Rapid formation of polymer frits in fused silica capillaries using spatially defined thermal free-radical initiated polymerization

Column preparation in capillary chromatography commonly relies upon the generation of on-column porous frits. Here, we report a simple, robust and low-cost approach for preparing polymer frits on-column, in a rapid and spatially controlled manner using thermal free-radical initiated polymerization. In this approach, a simple, temperature-controlled heating apparatus is positioned adjacent to a 100 μm i.d. fused-silica capillary for a defined duration. Frits were synthesized in 3-(trimethoxysilyl)propyl methacrylate modified capillaries using a monomer solution of 2,2-azobisisobutyronitrile, glycidyl methacrylate, ethylene glycol dimethacrylate, and decanol. Frit length and stability were investigated as a function of polymerization time, temperature, and position. Frit length was easily controlled via a combination of polymerization time and temperature and position was readily controlled using a simple mechanical placement jig.

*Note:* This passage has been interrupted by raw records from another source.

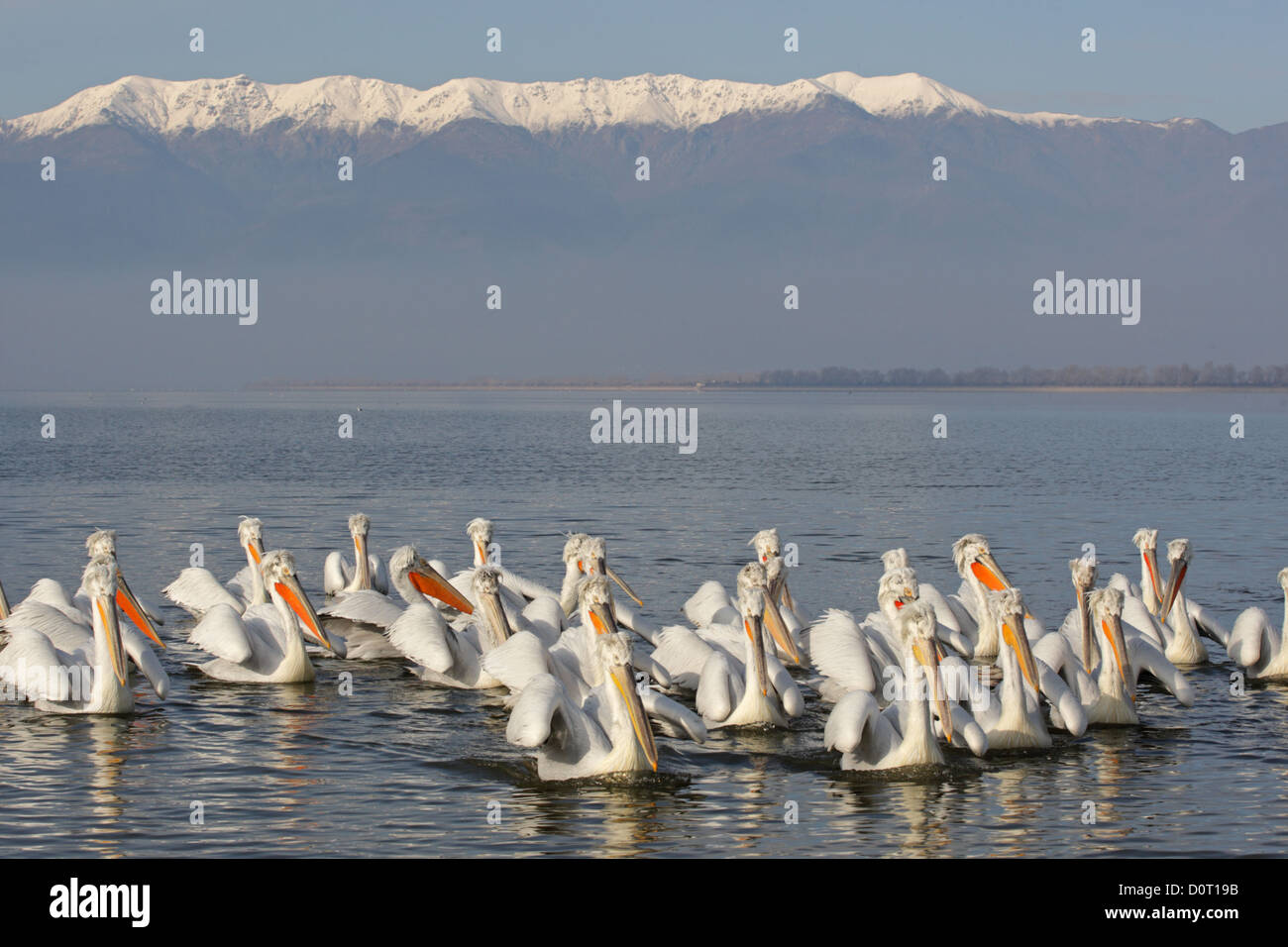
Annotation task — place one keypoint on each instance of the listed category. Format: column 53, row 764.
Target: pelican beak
column 927, row 655
column 129, row 604
column 107, row 612
column 608, row 571
column 780, row 633
column 1113, row 629
column 299, row 602
column 758, row 650
column 1019, row 642
column 430, row 583
column 1173, row 587
column 1150, row 558
column 988, row 573
column 623, row 678
column 1085, row 621
column 496, row 621
column 601, row 618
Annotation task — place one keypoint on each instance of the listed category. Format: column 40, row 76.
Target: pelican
column 905, row 733
column 68, row 624
column 755, row 692
column 684, row 652
column 1183, row 642
column 368, row 570
column 90, row 680
column 196, row 589
column 1013, row 718
column 253, row 648
column 597, row 724
column 1117, row 661
column 362, row 617
column 1257, row 646
column 454, row 659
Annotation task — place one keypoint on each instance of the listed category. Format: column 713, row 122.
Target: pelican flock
column 592, row 685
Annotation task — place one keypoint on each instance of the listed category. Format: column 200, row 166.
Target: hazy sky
column 1155, row 58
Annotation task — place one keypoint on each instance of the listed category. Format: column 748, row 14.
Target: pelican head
column 1008, row 605
column 897, row 589
column 767, row 545
column 99, row 583
column 1083, row 579
column 487, row 592
column 1146, row 541
column 277, row 567
column 593, row 560
column 894, row 560
column 406, row 562
column 975, row 562
column 614, row 655
column 763, row 578
column 1179, row 556
column 915, row 625
column 250, row 536
column 101, row 543
column 596, row 609
column 1107, row 608
column 751, row 604
column 481, row 535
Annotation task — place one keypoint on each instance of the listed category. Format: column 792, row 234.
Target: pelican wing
column 719, row 688
column 196, row 590
column 675, row 715
column 222, row 633
column 518, row 661
column 1146, row 656
column 1252, row 638
column 421, row 635
column 840, row 650
column 366, row 607
column 1206, row 624
column 682, row 654
column 335, row 573
column 545, row 716
column 37, row 668
column 857, row 725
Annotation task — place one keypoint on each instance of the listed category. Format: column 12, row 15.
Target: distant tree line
column 1069, row 376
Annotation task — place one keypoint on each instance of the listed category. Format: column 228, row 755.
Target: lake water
column 399, row 768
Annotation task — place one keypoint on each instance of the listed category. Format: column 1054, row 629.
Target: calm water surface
column 398, row 768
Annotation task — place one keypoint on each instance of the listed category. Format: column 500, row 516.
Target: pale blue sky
column 1223, row 62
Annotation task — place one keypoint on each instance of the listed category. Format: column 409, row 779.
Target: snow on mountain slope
column 353, row 105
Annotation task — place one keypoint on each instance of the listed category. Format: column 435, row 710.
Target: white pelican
column 454, row 659
column 196, row 589
column 683, row 652
column 362, row 617
column 755, row 692
column 1257, row 646
column 903, row 735
column 1013, row 718
column 68, row 624
column 253, row 648
column 1117, row 661
column 90, row 680
column 368, row 570
column 1183, row 642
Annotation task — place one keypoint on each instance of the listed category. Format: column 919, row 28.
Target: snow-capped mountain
column 357, row 106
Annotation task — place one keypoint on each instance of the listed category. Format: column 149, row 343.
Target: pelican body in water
column 254, row 648
column 90, row 680
column 596, row 724
column 196, row 589
column 368, row 570
column 905, row 733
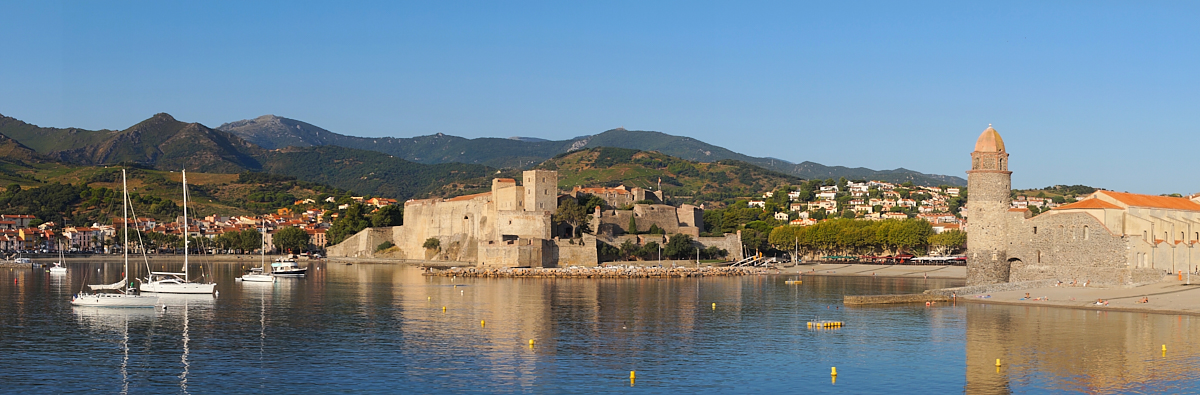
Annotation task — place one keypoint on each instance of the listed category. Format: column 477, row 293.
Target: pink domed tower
column 989, row 185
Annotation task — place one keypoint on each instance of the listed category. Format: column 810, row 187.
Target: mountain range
column 389, row 167
column 271, row 131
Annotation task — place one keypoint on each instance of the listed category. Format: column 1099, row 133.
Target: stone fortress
column 1107, row 238
column 511, row 227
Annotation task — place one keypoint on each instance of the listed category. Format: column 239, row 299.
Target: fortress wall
column 579, row 252
column 457, row 223
column 361, row 244
column 532, row 225
column 516, row 253
column 730, row 241
column 1068, row 246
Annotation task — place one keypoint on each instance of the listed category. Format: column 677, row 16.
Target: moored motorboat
column 287, row 268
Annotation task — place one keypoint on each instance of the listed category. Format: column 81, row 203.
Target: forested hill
column 685, row 181
column 271, row 131
column 369, row 172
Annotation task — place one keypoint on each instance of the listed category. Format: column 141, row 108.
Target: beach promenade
column 880, row 270
column 1170, row 295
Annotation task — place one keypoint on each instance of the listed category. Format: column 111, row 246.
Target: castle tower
column 541, row 190
column 989, row 184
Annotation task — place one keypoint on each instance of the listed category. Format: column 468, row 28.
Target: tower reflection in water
column 1067, row 349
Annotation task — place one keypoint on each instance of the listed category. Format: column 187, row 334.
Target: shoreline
column 1168, row 297
column 879, row 270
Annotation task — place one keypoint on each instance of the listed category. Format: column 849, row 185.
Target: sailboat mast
column 185, row 225
column 125, row 214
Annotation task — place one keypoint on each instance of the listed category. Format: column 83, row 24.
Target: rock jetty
column 597, row 273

Thermally initiated frits were stable throughout column packing and did not require removal of the capillary polyimide coating. The thermal initiation approach offers higher throughput, with polymerization times of <2 min compared to ≥30 min for UV-initiated polymerization and significantly reduces the cost, enabling broader access to on-column frit technology for a variety of capillary separation applications.